Mindset Comes Before Innovation

 

In a previous post Real Innovation is Not Problem Solving, I chose a title I knew was provocative, and one I labored over. I debated with myself over whether to perhaps make it: Innovation is Not Necessarily Problem Solving, or …is Not Always Problem Solving, or …is More Than Problem Solving. I chose the blunter version partly to see if it would prompt any response and it certainly did. Since being reposted on the Innovation Excellence Group on LinkedIn, it has sparked a lively discussion, one that prompted some additional thoughts I think are worth sharing.

I’m convinced there really is a qualitative difference between innovation and problem solving…and there are compelling reasons why this is more than a matter of semantics. It matters because a problem solving mindset is different from what I call an innovator mindset. And the mindset we hold to a great degree determines how we apply our creativity and the resources that are available to us.

Problem solving typically prompts us to do something that Nobel Laureate Herbert Simon called satisficing, it’s a reaction to some challenge or deficit or unmet goal. It requires that we find a way to correct the deficit or reach the goal but not necessarily anything more. When our focus is only on solving the problem at hand, we’re limiting the scope of our thinking to those things that may address that problem. We’re also limiting the times when we apply our creativity to those occasions when we have a problem to solve. So we limit both the scope of our inventiveness and the times when we use it. Frankly, this is how most of us go through life and conduct our business, thinking: If it’s not broken, don’t fix it. Innovation is about fixing what isn’t broken.

While innovation may be prompted by some problem, it need not be and when it is, it entails something more than a simple solution. If the brakes on a car are wearing out, I can replace the brake pads (problems solving) or I can design an improved longer lasting brake pad (innovation) or I can design a different kind of brake that uses electrical resistance instead of friction (more innovative), or I can design a hover craft that has no wheels in need of slowing down. (breakthrough innovation) or I can design teleportation and eliminate any need for a vehicle, and so on. Innovation may render the initial problem trivial or irrelevant. If we ever invent teleportation, it will solve the problem of brake pads wearing out, but I doubt that anyone will argue that that problem will have been the reason for such a dramatic invention.

Strictly speaking all of these innovations are solutions to a problem but what distinguishes innovation is that it goes beyond that basic requirement in a way that is qualitatively different. It’s the desire and ability to do more than just solve a problem, by rethinking the nature of the problem itself, or inventing some enhancement that has no underlying problem to solve. Innovators don’t wait for a problem to be identified to begin seeking improvements. When a problem happens to be the incident cause, I’m arguing that in a very real sense there may be a different and additional activity—a kind of meta problem solving occurring that deserves its own definition, and the one I would give it is: innovation.

So, why am I pushing this distinction?

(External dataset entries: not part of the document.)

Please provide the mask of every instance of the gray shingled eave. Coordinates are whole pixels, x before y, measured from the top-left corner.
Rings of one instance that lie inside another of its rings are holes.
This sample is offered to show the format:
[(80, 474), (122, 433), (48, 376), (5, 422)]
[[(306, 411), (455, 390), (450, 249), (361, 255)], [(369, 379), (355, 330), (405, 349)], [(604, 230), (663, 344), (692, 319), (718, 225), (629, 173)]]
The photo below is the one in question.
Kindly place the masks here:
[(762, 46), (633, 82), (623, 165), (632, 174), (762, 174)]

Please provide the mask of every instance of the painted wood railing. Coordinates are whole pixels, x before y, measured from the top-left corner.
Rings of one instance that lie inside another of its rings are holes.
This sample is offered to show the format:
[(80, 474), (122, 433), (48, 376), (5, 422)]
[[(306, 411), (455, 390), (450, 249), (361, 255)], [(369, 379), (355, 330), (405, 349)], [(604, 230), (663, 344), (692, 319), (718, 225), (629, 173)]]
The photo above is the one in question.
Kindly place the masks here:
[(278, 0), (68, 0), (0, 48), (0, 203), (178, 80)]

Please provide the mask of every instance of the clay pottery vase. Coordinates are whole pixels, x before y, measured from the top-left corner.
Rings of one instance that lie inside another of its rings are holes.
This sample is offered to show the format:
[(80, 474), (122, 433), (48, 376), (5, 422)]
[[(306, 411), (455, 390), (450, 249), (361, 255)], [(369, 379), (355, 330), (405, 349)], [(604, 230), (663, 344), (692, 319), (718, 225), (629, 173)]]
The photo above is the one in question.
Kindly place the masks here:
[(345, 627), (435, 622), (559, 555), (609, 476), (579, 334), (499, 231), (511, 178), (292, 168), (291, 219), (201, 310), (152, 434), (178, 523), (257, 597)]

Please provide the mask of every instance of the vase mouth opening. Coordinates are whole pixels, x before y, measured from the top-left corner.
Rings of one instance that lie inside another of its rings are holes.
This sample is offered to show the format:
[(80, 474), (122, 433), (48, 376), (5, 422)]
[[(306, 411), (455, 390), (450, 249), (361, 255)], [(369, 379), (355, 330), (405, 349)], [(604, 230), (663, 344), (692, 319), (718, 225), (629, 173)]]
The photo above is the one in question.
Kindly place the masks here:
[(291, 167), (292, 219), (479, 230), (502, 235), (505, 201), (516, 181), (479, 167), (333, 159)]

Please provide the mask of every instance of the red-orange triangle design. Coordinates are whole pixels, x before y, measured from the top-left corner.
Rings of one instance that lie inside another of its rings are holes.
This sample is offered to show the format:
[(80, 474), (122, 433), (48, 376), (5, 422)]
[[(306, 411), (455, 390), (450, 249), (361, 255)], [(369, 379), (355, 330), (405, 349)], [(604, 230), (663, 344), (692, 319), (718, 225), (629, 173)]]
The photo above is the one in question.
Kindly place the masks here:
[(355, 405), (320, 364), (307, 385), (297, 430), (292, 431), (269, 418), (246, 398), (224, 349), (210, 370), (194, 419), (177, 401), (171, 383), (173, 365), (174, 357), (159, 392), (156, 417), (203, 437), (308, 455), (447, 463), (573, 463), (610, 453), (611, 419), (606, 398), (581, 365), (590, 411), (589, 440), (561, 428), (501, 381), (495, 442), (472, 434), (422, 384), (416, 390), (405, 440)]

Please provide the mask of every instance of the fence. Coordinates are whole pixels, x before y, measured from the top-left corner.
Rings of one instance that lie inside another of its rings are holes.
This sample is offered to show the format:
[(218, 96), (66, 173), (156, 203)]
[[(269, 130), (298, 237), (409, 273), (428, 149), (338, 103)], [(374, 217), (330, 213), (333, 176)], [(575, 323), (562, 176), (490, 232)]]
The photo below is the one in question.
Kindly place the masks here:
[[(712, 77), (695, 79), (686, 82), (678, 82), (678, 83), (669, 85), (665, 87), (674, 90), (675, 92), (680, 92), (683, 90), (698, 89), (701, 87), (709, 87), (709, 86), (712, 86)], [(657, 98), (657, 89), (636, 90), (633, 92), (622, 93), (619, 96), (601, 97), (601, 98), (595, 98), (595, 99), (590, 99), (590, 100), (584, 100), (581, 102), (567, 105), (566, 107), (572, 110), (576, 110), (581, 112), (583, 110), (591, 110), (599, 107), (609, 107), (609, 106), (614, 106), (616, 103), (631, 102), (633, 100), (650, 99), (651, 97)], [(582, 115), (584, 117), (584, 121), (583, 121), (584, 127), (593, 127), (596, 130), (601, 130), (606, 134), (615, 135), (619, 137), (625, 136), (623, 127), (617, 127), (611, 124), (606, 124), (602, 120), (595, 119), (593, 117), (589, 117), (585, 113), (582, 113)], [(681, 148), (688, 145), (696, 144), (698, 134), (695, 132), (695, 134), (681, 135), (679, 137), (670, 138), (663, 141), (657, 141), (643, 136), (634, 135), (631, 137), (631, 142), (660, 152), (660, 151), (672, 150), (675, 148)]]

Mindset is crucial because it occurs upstream from innovation. It’s the frame of mind we hold that determines whether or not we’re going to be innovative. When our mindset is focused only on solving problems, our ability to innovate is limited. But when we look for potential enhancements, we’re thinking much more broadly.

Mindset is the collection of attitudes, assumptions and beliefs we carry around with us. These are choices (although frequently unconscious ones) that determine our capacity to innovate. To be at our most effective and inventive and adaptive, we need to first get our mindset in the right place and that means doing more than looking for problems to solve. An innovator mindset is a sustained way of thinking and perceiving the world and the challenges we face, one that continually values and pursues enhancements, not just solutions.